Defining the truth: how Sophos overcomes uncertain labels in machine learning

Computing capacity and deep learning methodology have advanced rapidly in the past decade.

We’ve started to see computers using these techniques to perform ever more historically human-centric tasks, faster and often better than humans.

At Sophos we believe this extends to cybersecurity. Specifically, our data science team specializes in developing deep learning models that can detect malware with extremely high detection rates and very low false positives.

But, instead of preaching about the benefits of deep learning, let’s talk about a big challenge we face when applying machine learning to cybersecurity: uncertain labels.

The problem with labels

Supervised machine learning works like this: you give a model (a function) some data (like some HTML files) and a bunch of associated desired output labels (like 0 and 1 to denote benign and malicious). The model looks at the HTML files, looks at the available labels 0  and 1 and then tries to adjust itself to fit the data so that it can correctly guess output labels (0,1) by only looking at input data (HTML files).

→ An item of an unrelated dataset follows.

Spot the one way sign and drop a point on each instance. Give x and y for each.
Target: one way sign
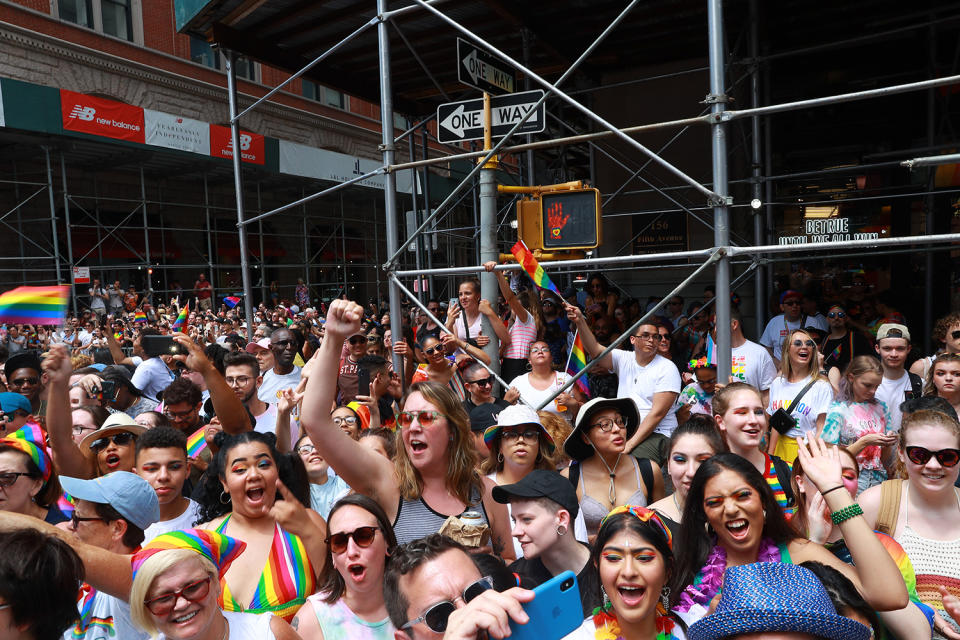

Long story short: we define the ground truth for the model by telling it that “this is the perfectly accurate state of the world, now learn from it so you can accurately guess labels from new data”.

The problem is, sometimes the labels we’re giving our models aren’t correct. Perhaps it’s a new type of malware that our systems have never seen before and hasn’t been flagged properly in our training data. Perhaps it’s a file that the entire security community has cumulatively mislabeled through a snowball effect of copying each other’s classifications.

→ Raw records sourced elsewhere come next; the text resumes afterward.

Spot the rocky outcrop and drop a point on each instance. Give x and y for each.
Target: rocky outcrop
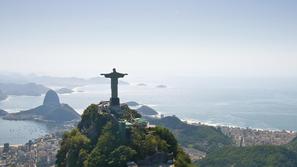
(51, 98)
(28, 89)
(50, 111)
(64, 91)
(145, 110)
(2, 96)
(2, 113)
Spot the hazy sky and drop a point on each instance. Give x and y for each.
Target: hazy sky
(165, 37)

The concern is that our model will fit to this slightly mislabeled data and we’ll end up with a model that predicts incorrect labels.

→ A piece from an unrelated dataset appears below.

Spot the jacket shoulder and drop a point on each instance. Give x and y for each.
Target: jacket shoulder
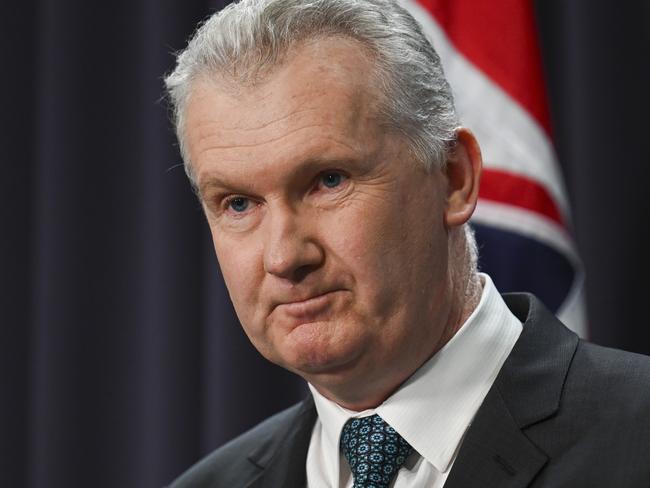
(611, 377)
(227, 465)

To top it off, we won’t be able to estimate our errors properly because we’ll be evaluating our model with incorrect labels. The validity of this concern is dependent on a couple of factors:

  • The amount of incorrect labels you have in your dataset
  • The complexity of your model
  • If incorrect labels are randomly distributed across the data or highly clustered

To understand each of these better, let’s first create an example, where the universe is simple and the maliciousness of an HTML file is entirely dependent on the relationship between two toy features: HTML file length and the number of links in an HTML file (if only it were this easy!). In our plots below, “x”s represent malicious HTML files, and “o”s represent benign files:

To understand each of these better, we’ve simplified the maliciousness of an HTML down to just two example factors, HTML file length and the number of links in an HTML file (if only it were this easy!). In our plots below, “x”s represent malicious HTML files and “o”s represent benign files:

Let’s say we train a very simple, low complexity, linear model on our data to create a decision boundary between our training points (image 1). What happens when we add a single misclassified point to our training data (image 2)?

Image 1Image 2

Not much, really. The line might shift a little, but not a lot. After training, if we ask our model to classify that same misclassified point, it will actually predict the correct label instead of the incorrect one. Great!
What happens, though, if our model is allowed to fit to complex patterns? It can fit beautifully to actual complex patterns (image 3), but it can also end up fitting to mislabeled data (image 4):

Image 3Image 4

Now, if we ask our trained complex model to classify the mislabeled data point, our model would give us the incorrect label (the label we taught it).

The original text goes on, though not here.